Simply put Conventional Mortgages require a 20% or more total cash deposit on a home purchase, whereas an unconventional mortgage (also known as high-ratio or an insured mortgage) require = or > 5% to 19.99%.  Which one is right for you or required for you to chose is based on your income, employment status, credit rating, debt-service ratios and whether or not you already own a home. The math can be quite complicated.

Your decision may not be as easy as “Well Pete, I have $100K in the bank after I sell my existing home, so that means I can go out and buy a $500K home right?”.  Or, “I want to buy my first condo and I have saved up $20K, that means I am eligible to buy a $400K home?”.  Depending on all of the variables described above, the bank may require more of a total deposit or they may charge higher interest rates for certain types of products.  This is why it is critical that you discuss your complete financial position with your mortgage broker to determine the best strategy and product BEFORE you go shopping.

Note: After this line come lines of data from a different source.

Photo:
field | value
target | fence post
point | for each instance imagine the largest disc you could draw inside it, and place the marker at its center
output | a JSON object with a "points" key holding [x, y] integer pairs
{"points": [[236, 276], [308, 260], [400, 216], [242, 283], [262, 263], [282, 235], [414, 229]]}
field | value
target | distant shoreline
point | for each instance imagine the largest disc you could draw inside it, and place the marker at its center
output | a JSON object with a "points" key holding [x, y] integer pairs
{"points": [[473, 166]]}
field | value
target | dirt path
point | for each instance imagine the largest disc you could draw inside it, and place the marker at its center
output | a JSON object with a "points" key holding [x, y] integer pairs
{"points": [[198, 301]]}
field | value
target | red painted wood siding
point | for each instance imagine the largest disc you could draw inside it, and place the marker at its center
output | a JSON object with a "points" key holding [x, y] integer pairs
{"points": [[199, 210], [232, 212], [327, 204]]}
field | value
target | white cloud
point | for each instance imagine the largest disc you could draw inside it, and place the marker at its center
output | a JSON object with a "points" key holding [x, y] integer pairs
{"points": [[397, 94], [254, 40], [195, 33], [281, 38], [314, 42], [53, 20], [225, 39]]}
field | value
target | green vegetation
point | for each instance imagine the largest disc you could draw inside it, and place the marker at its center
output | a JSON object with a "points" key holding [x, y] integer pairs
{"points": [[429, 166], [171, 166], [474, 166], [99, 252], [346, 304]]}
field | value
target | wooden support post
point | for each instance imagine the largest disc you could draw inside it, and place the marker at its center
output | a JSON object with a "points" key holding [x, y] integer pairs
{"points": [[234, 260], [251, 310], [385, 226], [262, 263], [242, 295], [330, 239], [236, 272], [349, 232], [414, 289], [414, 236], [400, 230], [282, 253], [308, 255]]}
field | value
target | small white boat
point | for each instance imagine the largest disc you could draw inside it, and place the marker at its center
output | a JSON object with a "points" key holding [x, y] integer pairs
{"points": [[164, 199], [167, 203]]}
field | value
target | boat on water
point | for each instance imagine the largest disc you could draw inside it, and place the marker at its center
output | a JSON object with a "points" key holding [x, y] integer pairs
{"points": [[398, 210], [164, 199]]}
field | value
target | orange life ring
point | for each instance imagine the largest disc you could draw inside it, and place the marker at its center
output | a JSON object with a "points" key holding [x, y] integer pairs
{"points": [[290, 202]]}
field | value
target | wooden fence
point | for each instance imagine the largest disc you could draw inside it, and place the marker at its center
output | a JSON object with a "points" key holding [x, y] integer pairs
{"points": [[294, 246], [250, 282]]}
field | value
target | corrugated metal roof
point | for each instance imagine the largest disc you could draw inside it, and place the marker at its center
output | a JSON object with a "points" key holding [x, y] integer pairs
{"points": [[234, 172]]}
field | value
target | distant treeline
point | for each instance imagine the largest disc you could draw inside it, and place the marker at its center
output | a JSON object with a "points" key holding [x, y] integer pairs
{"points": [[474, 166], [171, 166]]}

Here are some other things to consider:

  1. Conventional Mortgages do not require a government backed mortgage insurance premium to paid but they do require that the property being purchased to be independently appraised (you pay) and they often charge slightly higher interest rates (to mitigate their risk of no mortgage insurance).  This means that if the appraised value is less than what you have agreed to pay on the offer to purchase, you would have to pay the difference in cash, convince the seller to drop their price or walk-away.
  2. All High-Ratio, Unconventional mortgages require that you pay an insurance premium to a third party to protect the lender in case you default.  Those premiums are less with more of a cash deposit down and more information on those calculations can be found at CMHC or Genworth.  The property being purchased (typically) does not need to have it’s value verified by an independent appraiser and interest rates are usually slightly lower.
  3. For properties up to $500K a borrower is only required to put 5% deposit down.  For every dollar over $500K, the deposit must be 10%.  For example: If you wanted to put the minimum down payment on a $700K purchase, the deposit would be 5% of $500K and 10% of the remaining $200K for a total of $70K ($50K + $20K).
  4. There is no difference between condos or properties that are not a condo.  However, 50% of the condo fees will be added to your debt service ratio thereby reducing your total purchasing power equal to that amount on a monthly basis (exceptions are made for condos where all of the utilities are paid by the condo corporation).
  5. There are multiple types of lenders for almost every type of buyer.
  6. DO NOT FOCUS ON THE “BEST RATE MORTGAGE”.  In my experience, this is a complete bait-and-switch scam.  If it’s an ultra-low rate, chances are the lender will require you to take an expensive life insurance policy on the mortgage or charge prohibitive fees for origination or renewal.  There is a reason they make billions of net profit.
  7. Consider taking a variable mortgage (lower rate) and banking the rest.  Talk to your mortgage broker about what is the best option for your risk tolerance and see if you can pay yourself the fixed rate premium instead of handing it over to the banks.